While banana chips still contain some vitamins and nutrients that are undeniably beneficial for the body, vegetable chips are among the biggest posers on this list. Usually, a bag of vegetable chips contains sweet potato, carrots, beetroot, parsnip, and kale. In order to make them taste as delicious as they do, manufacturers add more than a dash of salt, sugar, and flavors. More than often dyes are added into the equation.
Healthy replacements: if you don’t have the time to bake your own vegetable chips, you can always chop fresh vegetables and dip them into a home-made yogurt dressing.
Candied and Dried Fruit
Candied fruits usually contain high amounts of sugar, a single piece satisfying the daily recommended dose. Dried fruit can go bad as quick as regular fruit. To avoid selling bags filled with moldy dried apricots, manufacturers usually add sulfur dioxide and fungicides to their products.
Healthy replacements: home-made dried fruit or their natural counterparts
Canned Fruit and Vegetables
It’s true that caned fruit and vegetables are considerably cheaper and longer-lived than the unprocessed items, a can of vegetables of fruit contains more than enough sugar, vinegar, and barbecue sauce.
Healthy replacements: if you don’t afford to always buy fresh and risk the food to spoil, canning fruit and vegetables at home is always a healthier option.
Tasty Starchy Vegetables
Not all vegetables are healthy, some bringing more benefits than others. For example, starchy food items like pears, potatoes, corn, yams, and pumpkin offer more calories than minerals, fibers, and vitamins, meaning that they are best suited for breakfast or lunch.

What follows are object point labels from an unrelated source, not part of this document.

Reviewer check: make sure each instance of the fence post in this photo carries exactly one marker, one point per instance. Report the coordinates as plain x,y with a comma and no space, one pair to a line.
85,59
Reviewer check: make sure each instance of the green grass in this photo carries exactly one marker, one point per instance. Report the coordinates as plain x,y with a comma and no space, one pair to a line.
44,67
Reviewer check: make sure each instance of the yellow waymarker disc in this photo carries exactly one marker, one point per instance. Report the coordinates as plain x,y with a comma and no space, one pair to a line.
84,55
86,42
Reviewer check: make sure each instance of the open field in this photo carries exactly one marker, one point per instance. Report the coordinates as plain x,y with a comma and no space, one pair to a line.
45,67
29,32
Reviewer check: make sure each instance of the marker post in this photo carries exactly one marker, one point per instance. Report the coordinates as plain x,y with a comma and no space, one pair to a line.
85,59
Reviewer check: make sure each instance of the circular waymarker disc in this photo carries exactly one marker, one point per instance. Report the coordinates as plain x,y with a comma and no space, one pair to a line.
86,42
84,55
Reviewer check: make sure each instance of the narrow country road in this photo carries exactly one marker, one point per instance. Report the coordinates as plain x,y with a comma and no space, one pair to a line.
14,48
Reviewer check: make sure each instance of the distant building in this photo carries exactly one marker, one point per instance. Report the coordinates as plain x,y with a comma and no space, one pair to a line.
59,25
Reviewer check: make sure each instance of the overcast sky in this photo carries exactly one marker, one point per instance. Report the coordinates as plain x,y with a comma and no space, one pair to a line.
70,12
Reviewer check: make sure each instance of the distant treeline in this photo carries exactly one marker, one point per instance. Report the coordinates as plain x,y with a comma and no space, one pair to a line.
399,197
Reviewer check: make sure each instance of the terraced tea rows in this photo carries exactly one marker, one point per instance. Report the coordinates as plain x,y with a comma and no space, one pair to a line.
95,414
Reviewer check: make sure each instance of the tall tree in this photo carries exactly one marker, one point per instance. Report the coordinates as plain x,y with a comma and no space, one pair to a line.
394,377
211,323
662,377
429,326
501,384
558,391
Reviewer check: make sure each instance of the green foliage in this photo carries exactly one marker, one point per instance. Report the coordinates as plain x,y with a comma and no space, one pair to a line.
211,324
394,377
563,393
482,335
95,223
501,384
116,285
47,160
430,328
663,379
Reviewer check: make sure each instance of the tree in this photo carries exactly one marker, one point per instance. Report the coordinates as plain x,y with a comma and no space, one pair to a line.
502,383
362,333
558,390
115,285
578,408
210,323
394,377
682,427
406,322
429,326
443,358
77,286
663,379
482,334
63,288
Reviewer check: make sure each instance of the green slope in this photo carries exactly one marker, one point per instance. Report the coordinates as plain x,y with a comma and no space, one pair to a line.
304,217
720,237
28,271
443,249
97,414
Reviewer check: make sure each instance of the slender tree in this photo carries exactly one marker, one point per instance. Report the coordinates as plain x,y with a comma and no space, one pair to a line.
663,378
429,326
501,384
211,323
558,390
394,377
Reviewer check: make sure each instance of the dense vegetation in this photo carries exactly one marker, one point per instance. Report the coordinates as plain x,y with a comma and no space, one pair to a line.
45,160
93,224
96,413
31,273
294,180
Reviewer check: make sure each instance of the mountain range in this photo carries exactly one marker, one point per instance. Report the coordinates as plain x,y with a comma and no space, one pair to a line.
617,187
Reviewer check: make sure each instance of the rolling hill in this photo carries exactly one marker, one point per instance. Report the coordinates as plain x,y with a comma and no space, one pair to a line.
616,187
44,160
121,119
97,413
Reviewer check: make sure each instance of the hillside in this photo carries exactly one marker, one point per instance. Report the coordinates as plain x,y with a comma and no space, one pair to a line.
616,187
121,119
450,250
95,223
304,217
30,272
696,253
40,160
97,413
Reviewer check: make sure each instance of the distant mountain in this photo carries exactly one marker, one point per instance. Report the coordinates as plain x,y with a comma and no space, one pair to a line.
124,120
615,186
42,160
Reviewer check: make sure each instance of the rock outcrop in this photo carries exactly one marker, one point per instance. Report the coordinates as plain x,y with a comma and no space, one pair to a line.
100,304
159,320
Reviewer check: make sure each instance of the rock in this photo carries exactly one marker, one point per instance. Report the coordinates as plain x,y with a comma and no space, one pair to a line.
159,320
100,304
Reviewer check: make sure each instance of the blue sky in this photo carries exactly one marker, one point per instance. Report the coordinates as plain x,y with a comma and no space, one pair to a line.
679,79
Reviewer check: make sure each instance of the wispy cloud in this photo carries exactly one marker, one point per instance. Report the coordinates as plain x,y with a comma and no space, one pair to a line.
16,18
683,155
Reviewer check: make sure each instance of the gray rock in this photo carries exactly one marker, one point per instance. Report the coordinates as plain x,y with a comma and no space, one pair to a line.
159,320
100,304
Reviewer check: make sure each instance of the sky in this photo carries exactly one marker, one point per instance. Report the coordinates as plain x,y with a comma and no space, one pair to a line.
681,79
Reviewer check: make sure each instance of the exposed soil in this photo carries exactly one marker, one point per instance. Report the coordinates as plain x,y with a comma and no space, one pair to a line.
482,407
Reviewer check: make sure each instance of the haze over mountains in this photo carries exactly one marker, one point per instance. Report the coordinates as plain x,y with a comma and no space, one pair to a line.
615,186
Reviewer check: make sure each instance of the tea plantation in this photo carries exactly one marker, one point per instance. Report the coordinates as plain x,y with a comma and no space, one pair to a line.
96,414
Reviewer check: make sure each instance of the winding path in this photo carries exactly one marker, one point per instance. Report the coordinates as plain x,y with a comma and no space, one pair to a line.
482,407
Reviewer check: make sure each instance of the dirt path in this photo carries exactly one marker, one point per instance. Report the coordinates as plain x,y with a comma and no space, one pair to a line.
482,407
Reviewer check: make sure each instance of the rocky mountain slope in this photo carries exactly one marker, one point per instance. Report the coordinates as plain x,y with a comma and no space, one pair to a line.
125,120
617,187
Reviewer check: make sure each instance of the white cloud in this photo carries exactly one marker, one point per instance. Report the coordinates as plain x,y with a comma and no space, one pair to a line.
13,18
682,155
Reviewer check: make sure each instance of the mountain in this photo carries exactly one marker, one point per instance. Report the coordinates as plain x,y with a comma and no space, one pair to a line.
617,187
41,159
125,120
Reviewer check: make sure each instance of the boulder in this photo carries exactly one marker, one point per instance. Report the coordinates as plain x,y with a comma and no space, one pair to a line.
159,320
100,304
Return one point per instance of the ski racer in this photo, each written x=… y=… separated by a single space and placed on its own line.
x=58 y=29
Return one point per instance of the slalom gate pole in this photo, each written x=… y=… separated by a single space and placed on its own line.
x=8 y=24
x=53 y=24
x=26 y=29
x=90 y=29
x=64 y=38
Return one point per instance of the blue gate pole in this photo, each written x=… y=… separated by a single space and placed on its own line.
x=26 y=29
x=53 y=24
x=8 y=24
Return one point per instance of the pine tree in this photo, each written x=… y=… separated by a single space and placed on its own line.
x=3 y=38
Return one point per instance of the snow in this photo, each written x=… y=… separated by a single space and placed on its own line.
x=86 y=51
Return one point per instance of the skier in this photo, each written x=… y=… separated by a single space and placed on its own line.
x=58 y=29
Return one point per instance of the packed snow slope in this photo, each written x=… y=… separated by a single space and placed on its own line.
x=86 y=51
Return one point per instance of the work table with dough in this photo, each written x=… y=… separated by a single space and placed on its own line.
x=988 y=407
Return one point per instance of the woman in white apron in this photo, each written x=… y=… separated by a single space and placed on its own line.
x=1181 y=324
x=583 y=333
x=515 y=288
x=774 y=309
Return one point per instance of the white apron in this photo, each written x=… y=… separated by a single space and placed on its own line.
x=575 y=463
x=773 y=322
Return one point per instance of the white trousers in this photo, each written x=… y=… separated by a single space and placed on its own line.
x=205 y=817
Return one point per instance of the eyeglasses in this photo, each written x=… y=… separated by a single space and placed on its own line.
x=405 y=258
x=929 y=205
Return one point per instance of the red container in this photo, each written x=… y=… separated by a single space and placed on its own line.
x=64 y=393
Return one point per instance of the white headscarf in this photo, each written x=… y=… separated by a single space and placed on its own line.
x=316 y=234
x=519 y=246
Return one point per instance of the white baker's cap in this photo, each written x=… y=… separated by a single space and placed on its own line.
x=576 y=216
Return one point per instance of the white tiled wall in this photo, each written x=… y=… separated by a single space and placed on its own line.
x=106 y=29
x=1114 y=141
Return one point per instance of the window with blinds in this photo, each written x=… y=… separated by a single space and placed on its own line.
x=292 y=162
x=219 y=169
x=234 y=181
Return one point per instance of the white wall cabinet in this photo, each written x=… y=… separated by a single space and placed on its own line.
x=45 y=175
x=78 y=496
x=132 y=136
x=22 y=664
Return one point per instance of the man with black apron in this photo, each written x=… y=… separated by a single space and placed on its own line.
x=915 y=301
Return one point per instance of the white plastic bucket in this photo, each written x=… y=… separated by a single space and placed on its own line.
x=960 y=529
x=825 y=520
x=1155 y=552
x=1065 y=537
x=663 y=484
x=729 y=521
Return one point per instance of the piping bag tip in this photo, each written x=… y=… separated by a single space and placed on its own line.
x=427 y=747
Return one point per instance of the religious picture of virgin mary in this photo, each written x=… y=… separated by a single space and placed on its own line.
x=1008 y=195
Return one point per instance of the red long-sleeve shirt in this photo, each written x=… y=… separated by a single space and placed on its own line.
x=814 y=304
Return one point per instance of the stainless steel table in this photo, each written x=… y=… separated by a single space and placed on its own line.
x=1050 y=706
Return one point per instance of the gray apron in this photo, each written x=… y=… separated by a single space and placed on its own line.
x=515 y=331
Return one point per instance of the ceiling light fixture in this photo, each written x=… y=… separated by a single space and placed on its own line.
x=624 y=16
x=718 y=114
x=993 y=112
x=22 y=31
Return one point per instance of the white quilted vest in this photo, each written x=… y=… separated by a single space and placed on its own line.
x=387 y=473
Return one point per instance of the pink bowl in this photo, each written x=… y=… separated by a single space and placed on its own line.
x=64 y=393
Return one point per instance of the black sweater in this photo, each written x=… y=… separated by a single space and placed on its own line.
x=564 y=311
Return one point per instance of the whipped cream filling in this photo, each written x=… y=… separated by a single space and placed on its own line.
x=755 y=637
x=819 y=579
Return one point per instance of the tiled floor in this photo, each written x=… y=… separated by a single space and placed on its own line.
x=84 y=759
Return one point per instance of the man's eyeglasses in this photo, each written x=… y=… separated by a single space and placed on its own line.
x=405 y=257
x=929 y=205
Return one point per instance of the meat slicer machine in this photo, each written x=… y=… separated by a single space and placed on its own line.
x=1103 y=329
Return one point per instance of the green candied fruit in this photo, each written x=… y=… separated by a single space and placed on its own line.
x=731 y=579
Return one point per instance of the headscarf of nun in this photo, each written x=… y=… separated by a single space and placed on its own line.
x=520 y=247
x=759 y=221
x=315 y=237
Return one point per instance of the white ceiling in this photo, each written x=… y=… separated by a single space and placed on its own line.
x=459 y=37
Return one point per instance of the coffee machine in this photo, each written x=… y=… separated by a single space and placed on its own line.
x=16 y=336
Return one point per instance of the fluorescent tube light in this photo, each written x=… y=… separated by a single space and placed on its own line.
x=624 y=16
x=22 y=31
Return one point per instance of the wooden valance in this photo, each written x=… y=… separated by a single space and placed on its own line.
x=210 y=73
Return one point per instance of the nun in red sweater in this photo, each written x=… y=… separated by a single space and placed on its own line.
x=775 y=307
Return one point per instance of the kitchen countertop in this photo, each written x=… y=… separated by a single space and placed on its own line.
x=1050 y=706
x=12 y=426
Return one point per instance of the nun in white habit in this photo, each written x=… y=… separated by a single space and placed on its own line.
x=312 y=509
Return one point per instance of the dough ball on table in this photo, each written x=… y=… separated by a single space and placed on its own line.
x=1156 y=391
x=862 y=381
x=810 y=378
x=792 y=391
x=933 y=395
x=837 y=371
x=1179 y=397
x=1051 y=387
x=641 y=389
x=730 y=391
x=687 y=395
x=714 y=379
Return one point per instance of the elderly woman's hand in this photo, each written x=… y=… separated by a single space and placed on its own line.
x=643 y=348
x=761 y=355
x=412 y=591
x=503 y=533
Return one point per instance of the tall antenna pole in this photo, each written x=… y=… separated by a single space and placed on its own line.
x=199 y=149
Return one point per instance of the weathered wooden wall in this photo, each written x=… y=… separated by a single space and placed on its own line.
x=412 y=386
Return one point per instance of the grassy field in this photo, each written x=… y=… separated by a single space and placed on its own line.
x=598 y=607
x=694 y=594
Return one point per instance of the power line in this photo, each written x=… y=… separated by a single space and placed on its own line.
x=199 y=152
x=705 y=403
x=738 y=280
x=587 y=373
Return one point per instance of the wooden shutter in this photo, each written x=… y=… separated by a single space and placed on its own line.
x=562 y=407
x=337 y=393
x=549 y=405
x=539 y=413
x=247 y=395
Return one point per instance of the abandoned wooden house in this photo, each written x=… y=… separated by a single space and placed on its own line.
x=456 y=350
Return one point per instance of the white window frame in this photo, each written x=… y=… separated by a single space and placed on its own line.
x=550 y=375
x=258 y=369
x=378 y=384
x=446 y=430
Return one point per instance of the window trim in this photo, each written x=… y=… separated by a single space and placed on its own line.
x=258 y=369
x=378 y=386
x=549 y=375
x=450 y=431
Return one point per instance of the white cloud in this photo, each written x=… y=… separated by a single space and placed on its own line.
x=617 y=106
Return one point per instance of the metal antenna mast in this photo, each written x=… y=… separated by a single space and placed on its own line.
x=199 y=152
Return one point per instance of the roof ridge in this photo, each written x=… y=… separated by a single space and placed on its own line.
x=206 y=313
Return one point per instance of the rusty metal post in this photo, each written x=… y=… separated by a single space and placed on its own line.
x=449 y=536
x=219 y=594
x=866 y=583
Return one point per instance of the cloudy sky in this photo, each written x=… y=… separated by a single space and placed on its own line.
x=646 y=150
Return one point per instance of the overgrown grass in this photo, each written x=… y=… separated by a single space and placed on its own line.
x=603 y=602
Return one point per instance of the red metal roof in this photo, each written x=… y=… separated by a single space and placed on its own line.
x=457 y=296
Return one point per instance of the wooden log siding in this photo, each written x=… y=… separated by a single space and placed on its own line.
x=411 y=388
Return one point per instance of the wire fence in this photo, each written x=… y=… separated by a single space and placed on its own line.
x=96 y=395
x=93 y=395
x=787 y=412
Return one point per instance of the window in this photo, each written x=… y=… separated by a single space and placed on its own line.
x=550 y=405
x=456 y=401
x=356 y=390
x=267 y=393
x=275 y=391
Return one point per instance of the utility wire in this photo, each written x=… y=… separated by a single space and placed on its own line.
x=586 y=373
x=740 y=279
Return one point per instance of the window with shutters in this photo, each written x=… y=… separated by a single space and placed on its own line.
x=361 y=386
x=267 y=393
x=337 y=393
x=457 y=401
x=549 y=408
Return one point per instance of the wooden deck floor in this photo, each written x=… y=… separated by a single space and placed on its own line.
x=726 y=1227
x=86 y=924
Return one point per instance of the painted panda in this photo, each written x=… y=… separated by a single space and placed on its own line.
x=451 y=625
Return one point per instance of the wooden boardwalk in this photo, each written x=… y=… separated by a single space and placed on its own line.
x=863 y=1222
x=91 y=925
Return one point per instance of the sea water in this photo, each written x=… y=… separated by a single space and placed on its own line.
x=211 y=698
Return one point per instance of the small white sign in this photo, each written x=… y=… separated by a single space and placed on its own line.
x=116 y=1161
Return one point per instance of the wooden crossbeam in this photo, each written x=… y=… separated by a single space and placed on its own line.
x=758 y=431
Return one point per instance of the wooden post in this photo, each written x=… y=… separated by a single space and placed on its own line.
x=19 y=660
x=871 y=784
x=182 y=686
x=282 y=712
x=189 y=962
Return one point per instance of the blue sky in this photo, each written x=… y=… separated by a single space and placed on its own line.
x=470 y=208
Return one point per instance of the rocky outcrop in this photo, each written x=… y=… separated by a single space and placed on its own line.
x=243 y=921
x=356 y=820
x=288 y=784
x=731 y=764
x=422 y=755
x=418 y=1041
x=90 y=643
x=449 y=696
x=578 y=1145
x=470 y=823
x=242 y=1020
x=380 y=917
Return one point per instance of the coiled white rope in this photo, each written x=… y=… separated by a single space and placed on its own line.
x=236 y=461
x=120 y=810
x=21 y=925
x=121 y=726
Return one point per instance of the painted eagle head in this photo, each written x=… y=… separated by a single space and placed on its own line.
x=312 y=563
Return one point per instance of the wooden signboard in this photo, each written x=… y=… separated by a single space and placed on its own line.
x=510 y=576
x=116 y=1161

Healthy replacements: if you’re on a diet and counting your daily calories, it’s best to eat more leafy greens. However, starchy vegetables shouldn’t be eliminated from your daily meals, just opt for a lighter dinner.
Processed cheese – especially the shiny deep yellow stuff found in cheeseburgers – is riddled with salt and other additives. Canned cheese is a definite no-no, and spreadable cheese has more additives than natural ingredients.
Healthy replacements: cottage cheese, mozzarella, Edam, cheddar, and any other quality cheese products.
As a general rule: nothing that contains the word instant is healthy. Instant oatmeal is no exception as the smaller the flakes, the more time it took to process them and enhance their flavor.
Healthy replacements: coarsely ground oatmeal that, even though it takes a little more time to cook, packs plenty of nutrients and fibers.
Fruit yogurt rarely contains actual pieces of fruit, but in abounds in preservatives, dyes, and flavor enhancers. Even more, to make it more appealing, manufacturers usually add extra sugar.
Healthy replacements: natural Greek yogurt or yogurt with high levels of proteins and low amounts of sugar.
Even though they have electrolytes – which are the new best thing – sports drinks are also rich in carbohydrates, artificial flavors, and even caffeine or taurine. They’re not health-hazard bad, but sports drinks can stress the pancreas into releasing more insulin than needed, ending up making the body feel more tired than if the person in question opted for a tall glass of water instead.
Healthy replacements: water or freshly squeezed orange juice.